Real-time feeds of user activity from various apps such as Twitter, Foursquare, and others are becoming increasingly available. These 'digital footprints' provide new means to understand how individuals utilize the places and spaces of urban environments. We present a light-weight framework for real-time event detection in a city based on existing SciPy libraries and real-time Twitter streams.
In this paper, we utilize real-time 'social information sources' to automatically detect important events at the urban scale. The goal is to provide city planners and others with information on what is going on, and when and where it is happening. Traditionally, this type of analysis would require a large investment in heavy-duty computing infrastructure, however, we suggest that a focus on real-time analytics in a lightweight streaming framework is the most logical step forward.

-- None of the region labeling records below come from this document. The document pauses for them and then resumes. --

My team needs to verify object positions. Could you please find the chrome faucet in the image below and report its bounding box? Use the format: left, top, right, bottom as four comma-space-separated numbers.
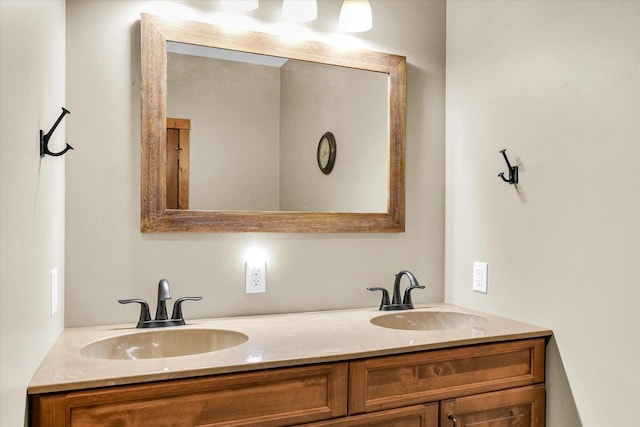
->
367, 270, 424, 311
118, 279, 202, 328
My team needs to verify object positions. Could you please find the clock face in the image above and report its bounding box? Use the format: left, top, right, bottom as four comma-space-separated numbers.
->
317, 132, 336, 175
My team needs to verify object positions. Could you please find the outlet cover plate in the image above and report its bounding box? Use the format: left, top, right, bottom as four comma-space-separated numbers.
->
473, 261, 489, 294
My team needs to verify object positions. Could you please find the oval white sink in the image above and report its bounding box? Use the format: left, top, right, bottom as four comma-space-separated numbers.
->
371, 311, 488, 331
80, 329, 249, 359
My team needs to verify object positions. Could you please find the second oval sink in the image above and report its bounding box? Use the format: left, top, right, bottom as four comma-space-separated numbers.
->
371, 311, 488, 331
80, 329, 249, 359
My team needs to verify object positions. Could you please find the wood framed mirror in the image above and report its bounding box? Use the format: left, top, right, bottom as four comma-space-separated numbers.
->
141, 14, 406, 233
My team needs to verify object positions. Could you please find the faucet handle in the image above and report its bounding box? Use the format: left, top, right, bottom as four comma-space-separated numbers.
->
402, 285, 424, 308
171, 297, 202, 320
367, 287, 391, 310
118, 299, 151, 325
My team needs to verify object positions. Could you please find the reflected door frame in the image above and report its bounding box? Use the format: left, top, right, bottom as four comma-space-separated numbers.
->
167, 118, 191, 209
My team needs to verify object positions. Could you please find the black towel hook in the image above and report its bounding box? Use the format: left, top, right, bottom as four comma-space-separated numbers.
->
40, 107, 73, 157
498, 148, 518, 184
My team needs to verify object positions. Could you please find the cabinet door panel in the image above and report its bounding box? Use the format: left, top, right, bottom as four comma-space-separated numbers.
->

Using online Latent Semantic Analysis (LSA) from the `gensim <https://github.com/piskvorky/gensim/>`__ Python package, we extract 'topics' from tweets in an online training fashion. To maintain real-time relevance, the topic model is continually updated, and depending on parameterization, can 'forget' past topics. Based on a set of learned topics, a grid of spatially located tweets for each identified topic is generated using standard numpy and scipy.spatial functionality. Using an efficient streaming algorithm for approximating 2D kernel density estimation (KDE), locations with the highest density of tweets on a particular topic are located. Locations are semantically labeled using the learned topics, based on the assumption that events can be directly tied to a particularly popular topic at a particular location.